Walgreens itself is just so many pieces of paper in some Secretary of State’s office, a collection of inanimate assets, and lower leve employees, who either were incapable of committing these frauds or who knew nothing of them. And so, though it has legal personality, Walgreens should not be held criminally liable, nor would the law require that. And holding Walgreens, the corporation, criminally liable would disqualify Walgreens from participating in Medicaid and Medicare in ways that would not only misplace criminal liability but would harm patients, innocent employees, lessen competition in the already inadequately competitive market for retail pharmacies, and harm community health. So there is no reason for holding Walgreens criminally liable, because Walgreens is not criminally culpable and because doing so would invoke the harms that I described, supra. No judge, therefore, would do that or need to do that.

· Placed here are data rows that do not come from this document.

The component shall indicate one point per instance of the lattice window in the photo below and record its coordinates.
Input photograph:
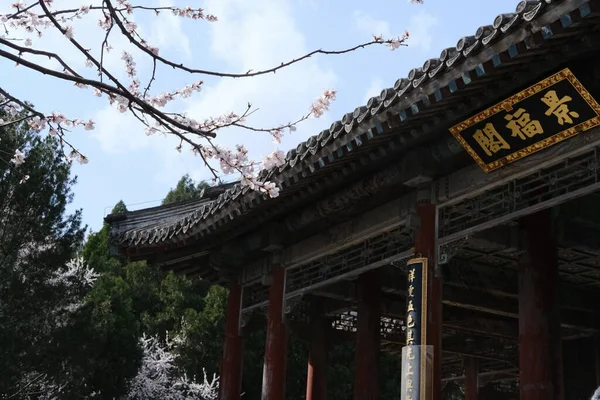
(568, 179)
(372, 253)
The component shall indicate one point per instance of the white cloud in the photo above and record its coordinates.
(369, 25)
(118, 132)
(167, 32)
(420, 27)
(253, 36)
(374, 89)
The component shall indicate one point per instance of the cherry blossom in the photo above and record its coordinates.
(117, 17)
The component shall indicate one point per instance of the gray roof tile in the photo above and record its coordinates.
(406, 98)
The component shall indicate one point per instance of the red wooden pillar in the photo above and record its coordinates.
(540, 345)
(472, 379)
(366, 378)
(231, 365)
(425, 246)
(316, 380)
(274, 371)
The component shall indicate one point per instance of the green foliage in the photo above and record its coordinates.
(186, 189)
(37, 239)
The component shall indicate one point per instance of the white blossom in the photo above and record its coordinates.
(158, 377)
(18, 158)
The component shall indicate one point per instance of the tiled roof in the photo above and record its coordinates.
(435, 82)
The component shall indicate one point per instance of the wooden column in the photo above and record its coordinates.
(231, 365)
(597, 353)
(366, 379)
(472, 378)
(316, 379)
(425, 246)
(274, 371)
(540, 347)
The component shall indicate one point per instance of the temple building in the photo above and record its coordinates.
(453, 220)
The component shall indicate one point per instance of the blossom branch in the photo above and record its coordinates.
(376, 41)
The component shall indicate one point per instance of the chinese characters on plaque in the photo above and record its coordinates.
(416, 328)
(538, 117)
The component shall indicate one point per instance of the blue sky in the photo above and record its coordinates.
(126, 164)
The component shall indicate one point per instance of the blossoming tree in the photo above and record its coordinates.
(30, 20)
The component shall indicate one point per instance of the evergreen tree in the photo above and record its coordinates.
(185, 189)
(42, 284)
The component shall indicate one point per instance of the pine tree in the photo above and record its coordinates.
(185, 189)
(42, 285)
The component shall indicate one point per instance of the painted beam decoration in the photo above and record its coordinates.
(538, 117)
(415, 354)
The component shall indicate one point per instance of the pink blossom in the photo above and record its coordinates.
(322, 104)
(18, 158)
(69, 32)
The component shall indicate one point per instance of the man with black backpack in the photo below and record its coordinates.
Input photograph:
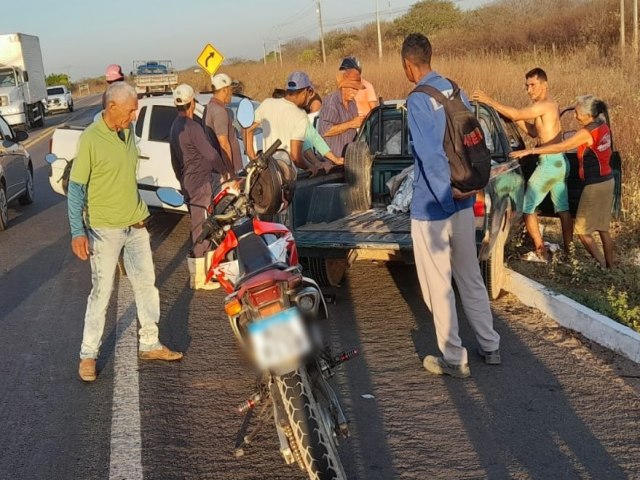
(442, 226)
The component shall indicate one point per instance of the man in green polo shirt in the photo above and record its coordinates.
(103, 186)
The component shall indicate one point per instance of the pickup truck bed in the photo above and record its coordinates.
(375, 228)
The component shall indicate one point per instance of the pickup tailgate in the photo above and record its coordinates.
(64, 144)
(372, 229)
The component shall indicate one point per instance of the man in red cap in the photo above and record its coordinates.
(366, 98)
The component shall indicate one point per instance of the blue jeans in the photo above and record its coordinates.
(106, 245)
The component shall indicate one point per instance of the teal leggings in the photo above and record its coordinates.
(549, 177)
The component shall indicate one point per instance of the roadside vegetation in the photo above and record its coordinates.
(575, 41)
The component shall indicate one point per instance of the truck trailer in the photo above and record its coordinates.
(23, 90)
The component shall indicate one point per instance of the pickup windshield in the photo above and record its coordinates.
(7, 78)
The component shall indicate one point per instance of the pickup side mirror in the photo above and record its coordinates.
(245, 115)
(21, 136)
(170, 196)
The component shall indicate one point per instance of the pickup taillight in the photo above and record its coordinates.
(267, 300)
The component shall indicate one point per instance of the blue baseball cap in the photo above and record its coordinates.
(349, 63)
(298, 81)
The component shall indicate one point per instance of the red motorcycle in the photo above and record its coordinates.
(274, 312)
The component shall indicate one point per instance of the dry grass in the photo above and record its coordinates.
(570, 75)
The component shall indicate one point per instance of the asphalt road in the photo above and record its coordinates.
(558, 408)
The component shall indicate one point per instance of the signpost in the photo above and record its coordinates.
(210, 59)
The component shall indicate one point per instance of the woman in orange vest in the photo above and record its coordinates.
(593, 146)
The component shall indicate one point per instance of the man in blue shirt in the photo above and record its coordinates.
(442, 226)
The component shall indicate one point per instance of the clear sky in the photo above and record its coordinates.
(81, 37)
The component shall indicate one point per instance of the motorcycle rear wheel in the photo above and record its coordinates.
(314, 441)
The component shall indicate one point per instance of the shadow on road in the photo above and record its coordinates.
(516, 415)
(366, 454)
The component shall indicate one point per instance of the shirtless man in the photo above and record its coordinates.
(540, 120)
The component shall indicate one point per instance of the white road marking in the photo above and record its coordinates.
(126, 438)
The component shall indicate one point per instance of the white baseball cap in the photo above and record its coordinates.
(220, 81)
(183, 94)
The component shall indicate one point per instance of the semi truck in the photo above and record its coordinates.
(154, 77)
(23, 90)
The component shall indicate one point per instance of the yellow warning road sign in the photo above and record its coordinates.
(210, 59)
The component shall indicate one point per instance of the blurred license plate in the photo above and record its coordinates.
(279, 339)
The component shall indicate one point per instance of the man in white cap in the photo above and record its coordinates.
(217, 122)
(113, 73)
(284, 119)
(194, 162)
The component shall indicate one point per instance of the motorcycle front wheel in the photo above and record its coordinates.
(314, 442)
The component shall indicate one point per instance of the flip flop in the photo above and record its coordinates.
(533, 257)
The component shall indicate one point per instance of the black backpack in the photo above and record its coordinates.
(464, 144)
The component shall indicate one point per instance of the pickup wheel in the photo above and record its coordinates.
(328, 272)
(493, 270)
(357, 173)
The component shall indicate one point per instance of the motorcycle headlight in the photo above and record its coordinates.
(306, 303)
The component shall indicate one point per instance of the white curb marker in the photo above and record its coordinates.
(572, 315)
(126, 437)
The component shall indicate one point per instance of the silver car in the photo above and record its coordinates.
(16, 171)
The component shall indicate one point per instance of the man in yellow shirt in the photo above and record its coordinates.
(103, 185)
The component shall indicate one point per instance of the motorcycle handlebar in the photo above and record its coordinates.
(272, 149)
(207, 229)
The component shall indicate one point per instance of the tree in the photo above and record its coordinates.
(58, 79)
(428, 17)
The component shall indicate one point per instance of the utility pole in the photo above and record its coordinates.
(379, 34)
(622, 39)
(635, 28)
(319, 10)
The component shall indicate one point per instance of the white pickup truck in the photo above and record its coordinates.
(155, 116)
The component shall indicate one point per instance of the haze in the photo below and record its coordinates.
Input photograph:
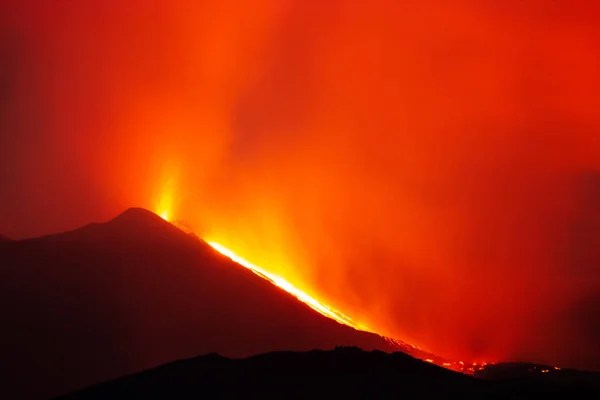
(430, 168)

But some person or, most likely, a group of persons in Walgreens’s senior management have committed serious crimes against the American taxpayers by defrauding their state governments and the federal government. It seems that a skilled prosecutor could make those criminal case by squeezing lower level people with the threat of long prison sentences, unless and until they disclosed, testified against, and offered all the evidence in their possession or control against those in senior management who concocted and ordered these criminal frauds. And justice won’t be done until those members of management are discovered, prosecuted, imprisoned if found guilty, and had their wealth confiscated to pay these settlements, before a penny of Walgreens’ shareholders wealth pays a cent of these settlements.

These are not misdemeanor traffic violations. You just don’t commit serious felonies of fraud for which an ordinary American and doctors are locked up everyday, and escape by paying civil damages with your shareholders’ money and which are probably tax deductible, which means that we the taxpayers, after executives or someone at Walgreens defrauded us, will pay a significant portion of Walgreens’ cost of settlement, when the criminal cases should be well within the capability of skilled state and federal prosecutors.

That a miserably weak deterrent against future similar crimes: Committ a huge fraud against the government, violate your fiduciary duty to Walgreens and its shareholders, get bonuses in your compensation for Walgreens financial performance. But, if you are caught, you won’t be personally prosecuted; you won’t have to personally pay anything; your shareholders and Walgreens pay the settlements and suffer all of the negative consequences, and you apparently keep your job—all because the federal and state governments can’t be bothered with doing their jobs of prosecuting at least serious crime. That is not a deterrent against future similar crimes but is an invitation to attempt them. For what would you have to lose? And there is no excuse for not prosecuting the frauds, even under RICO, because the law would not require a judge to either convict Walgreens, along with its criminal employees, or impair its operations. A smart jurist can separate the criminal culpability of natural persons from those persons’ misuse of a corporate entity. And where the harms of convicting that entity are disastrous and the entity has principally and mostly a legitimate purpose, the law does not require a judge to ruin that entity. Even a RICO conviction would be used for no more than reforming Walgreens management and culture so that in the future it would conduct its operations in a law abiding manner.

Yet federal and state prosecutors have failed to prosecute any of the crimes of Walgreens’ employees’ frauds, and are taking bows for having collected settlements that they easily got and we’re going to get, once the malefactors at Walgreens saw that they could escape any personal penalty by offering their shareholders’ money, keep operating Walgreens’ business without any restraint or impairment, and keep their jobs, as if not much happened. That doesn’t deserve kudos for government officials; that deserves scorn and even discipline for not doing your jobs.